I’ll let you in on a secret. The best hobby shop on the planet is Home Depot.
The Atlanta-based home improvement warehouse has just about everything you need to completely build a model railroad… minus track, locomotives, and freight cars. That limitation nonwithstanding, I’ve found that if you wander the aisles with a prototype-modeler mindset you’ll find countless items that will work for your layout. Take tanks for instance.
Just north of the IAIS bridge across the Iowa River and alongside The Hills Line is the University of Iowa’s potable water tank. Not served by rail, or even vaguely modelgenic, its location along The Hills Line and next to the IAIS main made it a required inclusion, if nothing else to set era and locale.
My original plan was to include an image of the tank on the backdrop next to the girder bridge and be content.
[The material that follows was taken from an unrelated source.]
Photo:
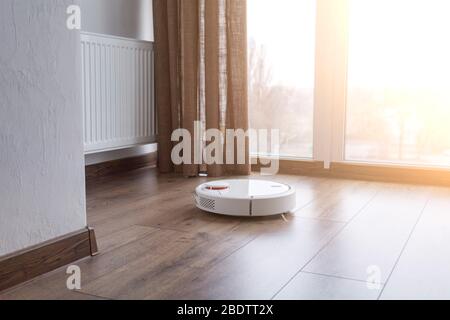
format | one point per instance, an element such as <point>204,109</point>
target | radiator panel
<point>118,92</point>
However, when laying track I unintentionally left enough space between The Hills Line track and the backdrop to squeeze a narrowed-version of the tank, as well as the surrounding chain link fence.
Since 3D elements are always preferred to 2D images, I started researching what could use to approximate the prototype. There are several options for water and oil tanks that come close to matching the prototype, but all at a cost that I couldn’t justify at this time. I filed this scene into the “not at this time” pile and moved on.
Then I went to Home Depot.
Turns out that PVC caps make excellent water tanks, especially when you don’t want to spend an arm and a leg on something that’s a glorified backdrop structure. A six-inch diameter cap gave the correct height and bulk of the prototype that I wanted to model.
Total investment: $11.67
I cut the cap to fit using my miter saw, sanded off the lettering, added some stand-off piping and vents using parts from my scrap pile, and painted the entire structure with Rustoleum Bright Coat Aluminum (also picked up at Home Depot). An India ink and rubbing alcohol weathering wash later and I’ve got a more than adequate background building that provides another place-setting piece for The Hills Line.